Use viper in a (web) production environment¶
In production use, its often not recommended to use the default Bottle WSGIRefServer as it can be quite slow and requires manual start.
A dedicated webserver that serves pages on standard ports and with a standardized configuration is possible with viper, but requires some additional setup To make this work, we are using uwsgi and nginx as stack.

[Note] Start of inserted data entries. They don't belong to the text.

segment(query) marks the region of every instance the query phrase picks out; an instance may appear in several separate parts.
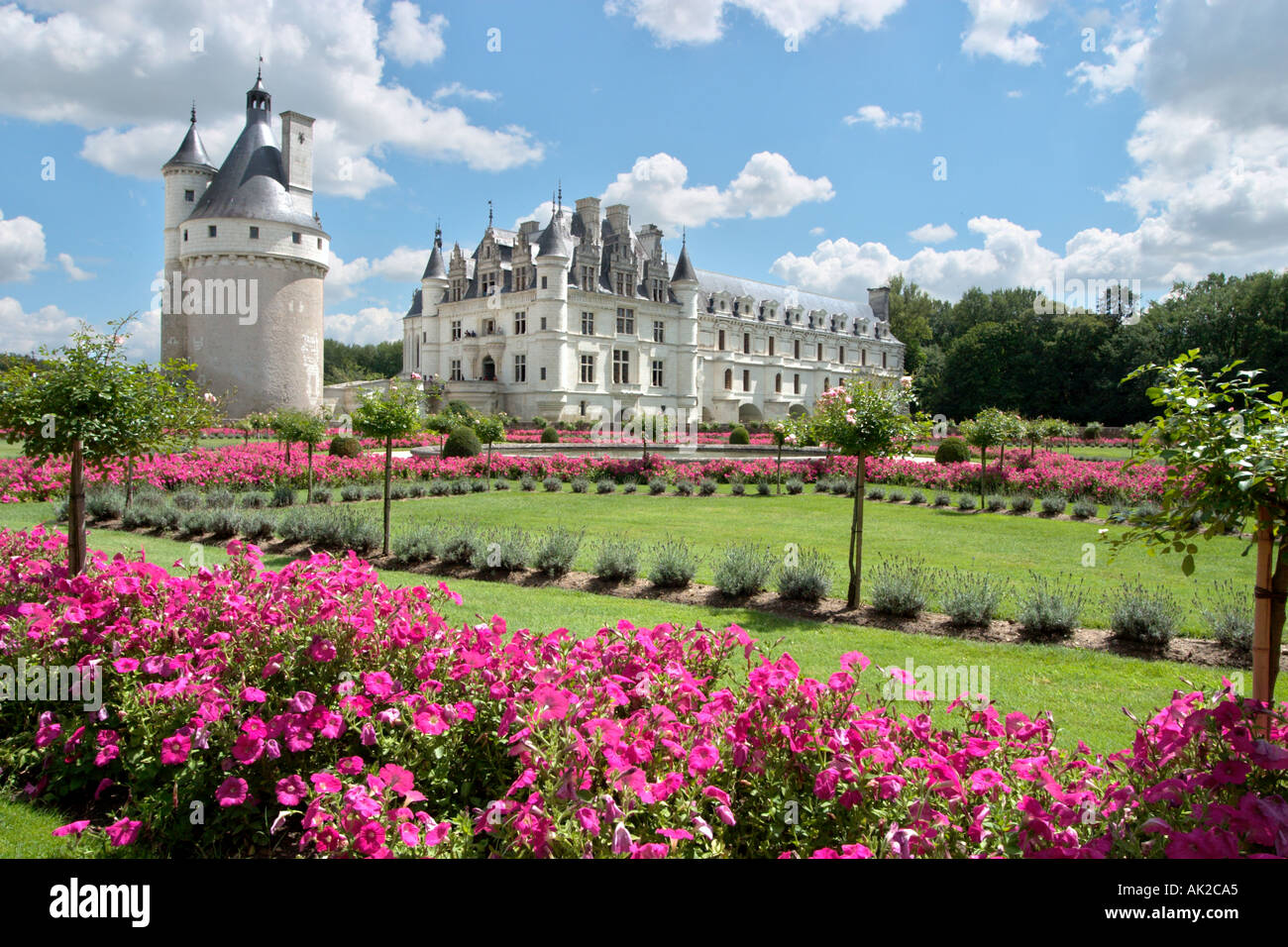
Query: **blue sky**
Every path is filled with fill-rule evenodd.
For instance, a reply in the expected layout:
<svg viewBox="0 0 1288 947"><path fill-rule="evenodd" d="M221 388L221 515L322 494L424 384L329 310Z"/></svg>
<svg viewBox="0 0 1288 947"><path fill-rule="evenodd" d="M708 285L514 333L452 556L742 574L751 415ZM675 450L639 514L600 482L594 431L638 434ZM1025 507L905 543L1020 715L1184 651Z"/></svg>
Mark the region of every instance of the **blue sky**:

To use nginx as the webserver serving web.py,:
$ sudo apt-get remove apache2 #avoid conflicts
$ sudo apt-get install nginx-full uwsgi uwsgi-plugin-python
Move (or copy) the source to the web directory and make sure the permissions match
$ sudo mv viper-* /srv/www/viper
$ chown -R www-data:www-data /srv/www/viper
Change the VIPER_ROOT variable in web.py to reflect your installation.:
$ sudo vi /srv/www/viper/web.py
Modify the user section, and uncomment and change the following line to reflect your environment:
VIPER_ROOT ='/srv/www/viper'
Create a file /etc/uwsgi/apps-available/bottle.ini:
[uwsgi]
socket = /run/uwsgi/app/bottle/socket
chdir = /srv/www/viper/
master = true
plugins = python
file = web.py
uid = www-data
gid = www-data
Link the /etc/uwsgi/apps-available/bottle.ini file to apps-enabled:
$ sudo ln -s /etc/uwsgi/apps-available/bottle.ini /etc/uwsgi/apps-enabled/bottle.ini
Restart nginx and uwsgi:
$ sudo service nginx restart
$ sudo service uwsgi restart
Tail the uwsgi logfile to make sure everything works ok:
$ tail -f /var/log/uwsgi/app/bottle.log
And browse to the default port 80 interface of the webserver. You should be greeted with the viper webpage.
Setting up SSL and web-based authentication is out of scope for this document, but infromation can be found in the nginx manual and in one of the many tutorials on the web.